Chapter 2 · Verse 46

spoken by Krishna
Essence

When you find the source of water, every lesser well becomes redundant.

Krishna has just said that Vedic rituals aimed at worldly rewards are like a flood: you can't contain the whole river in a small pond. Now he pushes that analogy one step further, comparing all such limited means to small wells.
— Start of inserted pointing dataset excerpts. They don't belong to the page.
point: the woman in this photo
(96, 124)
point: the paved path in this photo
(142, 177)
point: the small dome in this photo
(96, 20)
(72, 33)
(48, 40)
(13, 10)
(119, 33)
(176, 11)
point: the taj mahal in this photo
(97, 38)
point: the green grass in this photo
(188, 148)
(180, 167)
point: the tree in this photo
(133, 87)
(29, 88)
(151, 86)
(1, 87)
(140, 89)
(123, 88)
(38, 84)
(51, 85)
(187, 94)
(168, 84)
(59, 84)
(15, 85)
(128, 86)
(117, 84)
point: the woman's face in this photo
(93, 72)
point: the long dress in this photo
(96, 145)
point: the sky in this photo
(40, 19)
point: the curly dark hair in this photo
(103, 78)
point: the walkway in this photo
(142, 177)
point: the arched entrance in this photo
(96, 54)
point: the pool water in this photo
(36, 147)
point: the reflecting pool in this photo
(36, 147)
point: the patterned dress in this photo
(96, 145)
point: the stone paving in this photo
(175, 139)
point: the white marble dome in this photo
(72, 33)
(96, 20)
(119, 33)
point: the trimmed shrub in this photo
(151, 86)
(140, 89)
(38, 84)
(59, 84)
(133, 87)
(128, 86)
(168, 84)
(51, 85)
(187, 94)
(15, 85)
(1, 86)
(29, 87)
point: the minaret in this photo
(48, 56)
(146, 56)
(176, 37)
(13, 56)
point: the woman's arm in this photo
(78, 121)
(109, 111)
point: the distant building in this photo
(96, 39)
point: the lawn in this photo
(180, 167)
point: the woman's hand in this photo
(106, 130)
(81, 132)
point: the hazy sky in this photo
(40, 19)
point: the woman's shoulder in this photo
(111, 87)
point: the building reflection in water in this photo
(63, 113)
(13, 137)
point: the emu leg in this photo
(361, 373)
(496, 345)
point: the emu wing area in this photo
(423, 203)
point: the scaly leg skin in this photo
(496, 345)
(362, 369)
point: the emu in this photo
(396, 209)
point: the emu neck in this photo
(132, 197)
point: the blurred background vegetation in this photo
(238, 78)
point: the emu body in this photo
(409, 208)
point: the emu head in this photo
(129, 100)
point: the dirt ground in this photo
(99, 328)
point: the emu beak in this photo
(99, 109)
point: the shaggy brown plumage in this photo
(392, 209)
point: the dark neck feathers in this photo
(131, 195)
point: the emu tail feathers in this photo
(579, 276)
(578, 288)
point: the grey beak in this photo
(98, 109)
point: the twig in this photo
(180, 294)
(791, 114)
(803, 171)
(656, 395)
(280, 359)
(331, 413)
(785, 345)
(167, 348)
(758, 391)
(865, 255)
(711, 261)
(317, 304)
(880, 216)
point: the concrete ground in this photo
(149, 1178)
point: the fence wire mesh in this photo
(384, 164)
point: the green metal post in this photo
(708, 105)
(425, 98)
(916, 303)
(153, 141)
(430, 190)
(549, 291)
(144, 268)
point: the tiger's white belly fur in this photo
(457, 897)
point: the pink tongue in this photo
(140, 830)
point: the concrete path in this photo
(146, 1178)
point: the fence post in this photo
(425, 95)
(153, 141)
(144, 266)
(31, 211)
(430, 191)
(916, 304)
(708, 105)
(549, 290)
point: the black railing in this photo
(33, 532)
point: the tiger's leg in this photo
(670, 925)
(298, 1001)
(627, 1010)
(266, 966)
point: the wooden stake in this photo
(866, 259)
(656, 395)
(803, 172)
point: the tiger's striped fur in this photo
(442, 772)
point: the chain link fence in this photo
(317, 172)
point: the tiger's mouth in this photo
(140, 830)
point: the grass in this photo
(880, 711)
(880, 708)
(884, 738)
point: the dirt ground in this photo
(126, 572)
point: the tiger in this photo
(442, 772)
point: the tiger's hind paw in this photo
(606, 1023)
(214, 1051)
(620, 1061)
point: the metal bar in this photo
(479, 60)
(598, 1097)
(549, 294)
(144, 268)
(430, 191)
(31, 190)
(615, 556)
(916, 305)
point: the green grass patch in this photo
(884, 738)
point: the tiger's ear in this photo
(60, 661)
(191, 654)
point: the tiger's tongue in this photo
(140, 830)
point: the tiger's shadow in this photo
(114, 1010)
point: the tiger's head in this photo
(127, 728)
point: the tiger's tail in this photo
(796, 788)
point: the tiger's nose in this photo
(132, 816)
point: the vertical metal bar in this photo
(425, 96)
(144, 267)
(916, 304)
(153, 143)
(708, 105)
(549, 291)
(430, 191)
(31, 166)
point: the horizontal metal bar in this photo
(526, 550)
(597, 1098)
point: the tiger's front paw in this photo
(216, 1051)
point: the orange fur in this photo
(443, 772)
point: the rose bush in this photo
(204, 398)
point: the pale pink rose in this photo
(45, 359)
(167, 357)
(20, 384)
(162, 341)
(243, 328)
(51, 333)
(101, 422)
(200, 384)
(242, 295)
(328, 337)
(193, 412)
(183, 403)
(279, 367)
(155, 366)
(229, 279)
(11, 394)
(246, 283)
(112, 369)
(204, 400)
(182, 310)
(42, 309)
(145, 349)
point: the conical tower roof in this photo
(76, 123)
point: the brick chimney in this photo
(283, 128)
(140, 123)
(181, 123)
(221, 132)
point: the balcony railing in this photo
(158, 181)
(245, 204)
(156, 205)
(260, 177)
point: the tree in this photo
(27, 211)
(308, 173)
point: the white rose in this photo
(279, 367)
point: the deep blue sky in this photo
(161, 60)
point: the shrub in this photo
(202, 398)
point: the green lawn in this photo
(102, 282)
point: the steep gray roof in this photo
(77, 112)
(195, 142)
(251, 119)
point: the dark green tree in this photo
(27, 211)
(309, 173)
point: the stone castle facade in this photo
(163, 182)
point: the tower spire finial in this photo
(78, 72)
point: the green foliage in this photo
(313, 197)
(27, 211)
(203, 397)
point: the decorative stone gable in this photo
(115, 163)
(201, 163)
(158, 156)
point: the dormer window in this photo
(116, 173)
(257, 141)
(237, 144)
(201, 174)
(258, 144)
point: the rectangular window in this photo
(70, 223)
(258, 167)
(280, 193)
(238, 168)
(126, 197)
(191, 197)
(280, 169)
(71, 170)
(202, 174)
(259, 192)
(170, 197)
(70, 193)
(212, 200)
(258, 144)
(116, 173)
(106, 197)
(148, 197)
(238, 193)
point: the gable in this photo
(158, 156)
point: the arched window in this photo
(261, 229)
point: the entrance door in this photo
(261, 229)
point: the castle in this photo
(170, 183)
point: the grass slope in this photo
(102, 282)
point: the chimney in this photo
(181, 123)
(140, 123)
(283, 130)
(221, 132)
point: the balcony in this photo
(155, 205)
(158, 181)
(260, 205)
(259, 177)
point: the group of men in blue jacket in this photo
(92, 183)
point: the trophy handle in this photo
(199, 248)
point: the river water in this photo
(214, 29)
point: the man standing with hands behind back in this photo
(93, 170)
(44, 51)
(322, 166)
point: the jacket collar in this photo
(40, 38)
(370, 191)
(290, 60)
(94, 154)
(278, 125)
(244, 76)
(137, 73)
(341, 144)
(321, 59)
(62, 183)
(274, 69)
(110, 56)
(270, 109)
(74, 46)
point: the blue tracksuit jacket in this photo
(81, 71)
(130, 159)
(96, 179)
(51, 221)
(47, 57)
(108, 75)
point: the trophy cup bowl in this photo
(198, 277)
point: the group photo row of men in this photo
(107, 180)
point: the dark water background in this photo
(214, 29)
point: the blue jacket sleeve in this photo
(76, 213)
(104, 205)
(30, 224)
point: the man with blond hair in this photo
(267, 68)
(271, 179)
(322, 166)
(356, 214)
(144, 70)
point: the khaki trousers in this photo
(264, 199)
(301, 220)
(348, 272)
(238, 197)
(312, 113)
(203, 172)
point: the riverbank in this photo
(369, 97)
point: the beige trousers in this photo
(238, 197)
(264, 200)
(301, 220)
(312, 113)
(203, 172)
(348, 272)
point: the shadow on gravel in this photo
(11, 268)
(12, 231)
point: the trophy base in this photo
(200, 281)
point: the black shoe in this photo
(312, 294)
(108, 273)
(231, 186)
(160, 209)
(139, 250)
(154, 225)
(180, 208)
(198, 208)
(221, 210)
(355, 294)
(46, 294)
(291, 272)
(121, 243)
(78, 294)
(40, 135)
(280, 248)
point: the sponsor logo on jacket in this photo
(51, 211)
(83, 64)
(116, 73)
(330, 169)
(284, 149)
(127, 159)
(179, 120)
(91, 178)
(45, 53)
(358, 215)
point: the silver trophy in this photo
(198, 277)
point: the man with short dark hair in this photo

yāvān artha udapāne sarvataḥ samplutodake | tāvān sarveṣu vedeṣu brāhmaṇasya vijānataḥ ||


यावान् अर्थ उदपाने सर्वतः सम्प्लुतोदके । तावान् सर्वेषु वेदेषु ब्राह्मणस्य विजानतः ॥

1.Plain meaning

Whatever purpose is served by a small well when water floods on all sides, that same measure of purpose is served by all the Vedas for a brahmin who truly knows.

2.Line by line

yāvān artha udapāne

"Whatever use a well has..."
Udapāna literally means a well or a step-well, a small basin dug to access water. Artha here is practical use, utility, the thing you actually need it for. The well is not wrong. It does what it does. But its use is proportional to the scarcity of water. When water is everywhere, the well's purpose is not destroyed; it simply becomes contained within the larger availability.

sarvataḥ samplutodake

"...when water floods on all sides"
Sampluta means overflowing, submerged, flooded in every direction. This is not a trickle. This is total saturation. Krishna is pointing at a state of knowing (vijānataḥ) where the thing the Vedas were reaching for is already present, already accessible, not rationed into rituals and procedures. The flood is that knowing.

tāvān sarveṣu vedeṣu

"The same limited use applies to all the Vedas..."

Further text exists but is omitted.